Ao comparar-se as Tábuas de Mortalidade de países do Hemisfério Norte, especialmente europeus, que já passaram pelas transições demográficas e enquadram-se como desenvolvidos, às dos países do Hemisfério Sul, ainda em desenvolvimento, percebe-se uma notável diferença. Os padrões de taxa de mortalidade apresentam-se díspares quando países desenvolvidos possuem taxas de expectativa de vida maiores e de natalidade menores, um quadro oposto aos expostos em países do Hemisfério Sul. 

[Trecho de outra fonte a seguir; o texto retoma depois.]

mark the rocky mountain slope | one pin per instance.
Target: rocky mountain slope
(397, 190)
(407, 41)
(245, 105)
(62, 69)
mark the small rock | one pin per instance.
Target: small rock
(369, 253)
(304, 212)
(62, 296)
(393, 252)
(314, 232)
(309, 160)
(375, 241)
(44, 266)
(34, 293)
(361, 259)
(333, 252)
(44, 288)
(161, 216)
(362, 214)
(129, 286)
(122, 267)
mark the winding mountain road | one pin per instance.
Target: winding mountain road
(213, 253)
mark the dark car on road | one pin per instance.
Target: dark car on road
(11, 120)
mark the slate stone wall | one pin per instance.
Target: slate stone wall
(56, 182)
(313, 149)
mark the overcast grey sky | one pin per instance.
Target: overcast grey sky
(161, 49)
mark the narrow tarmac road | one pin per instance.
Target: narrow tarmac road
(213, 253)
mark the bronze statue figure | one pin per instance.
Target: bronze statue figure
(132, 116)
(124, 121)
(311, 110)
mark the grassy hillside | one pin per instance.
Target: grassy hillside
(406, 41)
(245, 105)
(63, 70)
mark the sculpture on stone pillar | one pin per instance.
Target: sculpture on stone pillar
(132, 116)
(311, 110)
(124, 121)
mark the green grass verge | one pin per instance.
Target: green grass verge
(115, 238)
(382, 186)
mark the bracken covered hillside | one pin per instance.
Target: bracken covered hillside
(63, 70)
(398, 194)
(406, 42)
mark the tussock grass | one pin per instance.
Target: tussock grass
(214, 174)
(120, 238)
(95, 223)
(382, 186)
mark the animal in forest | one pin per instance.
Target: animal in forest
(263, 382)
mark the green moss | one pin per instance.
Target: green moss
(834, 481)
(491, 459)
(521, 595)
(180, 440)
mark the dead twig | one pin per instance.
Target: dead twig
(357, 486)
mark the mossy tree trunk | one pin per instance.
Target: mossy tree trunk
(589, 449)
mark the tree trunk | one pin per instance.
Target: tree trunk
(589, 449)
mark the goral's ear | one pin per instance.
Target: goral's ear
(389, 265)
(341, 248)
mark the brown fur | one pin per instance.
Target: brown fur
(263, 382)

Homem branco, de barba e bigode, usando óculos e vestindo camiseta bege. Ele fala ao microfone do alto do que parece ser uma tribuna
Carlos de Almeida Toledo – Foto: Leonor Calasans/IEA-USP

Essa diferença é proveniente de um longo processo de desigualdade social, no qual países do sul, especialmente do continente africano e da América do Sul, enfrentaram longos processos de colonização e atraso desenvolvimentista, enquanto países europeus, por exemplo, foram líderes de projetos colonizadores e exploração mercantil e escravista internacional. Segundo Carlos de Almeida Toledo, professor do Departamento de Geografia da Faculdade de Filosofia, Letras e Ciências Humanas da USP, “com o fim das relações coloniais, a desigualdade entre os contextos territoriais, por assim dizer, mantém essa separação norte-sul”; entretanto, o professor afirma que tais referenciais não devem ser analisados como absolutos, pois também deve-se considerar a perspectiva de composição interna dos territórios, como a que está presente entre as regiões do Norte e Nordeste, em relação ao Sul e Sudeste, que apresenta fatores de desigualdade social e econômica notáveis entre si. Ao longo das décadas, houve um considerável aumento das desigualdades regionais em termos de expectativa de vida, por exemplo, com a diferença entre a maior (Sul) e a menor (Nordeste e Norte) esperança de vida, no período de 2008 a 2018, aumentando de 5,22 para 5,74 anos para homens e de 4,80 para 5,22 anos para mulheres. Tais desigualdades encontram suas razões em diversos processos de formação populacional, mas, segundo o professor, as influências se dão de diversas formas, tanto econômicas como reprodutivas. 

“Nós temos um processo de precarização do trabalho avançado, o autoempresariado, que faz um discurso muito lógico e direto sobre as condições de responsabilização dos trabalhadores. Mas, se a gente for olhar para isso, as condições de reprodução dessa população são muito mais difíceis, muito mais endividadas, e passam por alguns aspectos que são bem diferentes do que a população que se consolida hoje como a população mais velha da sociedade, especialmente nas metrópoles.” Entretanto, tais desigualdades mostram-se lentamente diluídas frente ao considerável crescimento da expectativa de vida em tais regiões, resultados da aplicação de políticas públicas que abrangem desde a área da saúde até a transferência de renda, que ocasionaram um aumento da expectativa de vida na região Nordeste em 13 anos, chegando a 71,2 anos durante as últimas décadas.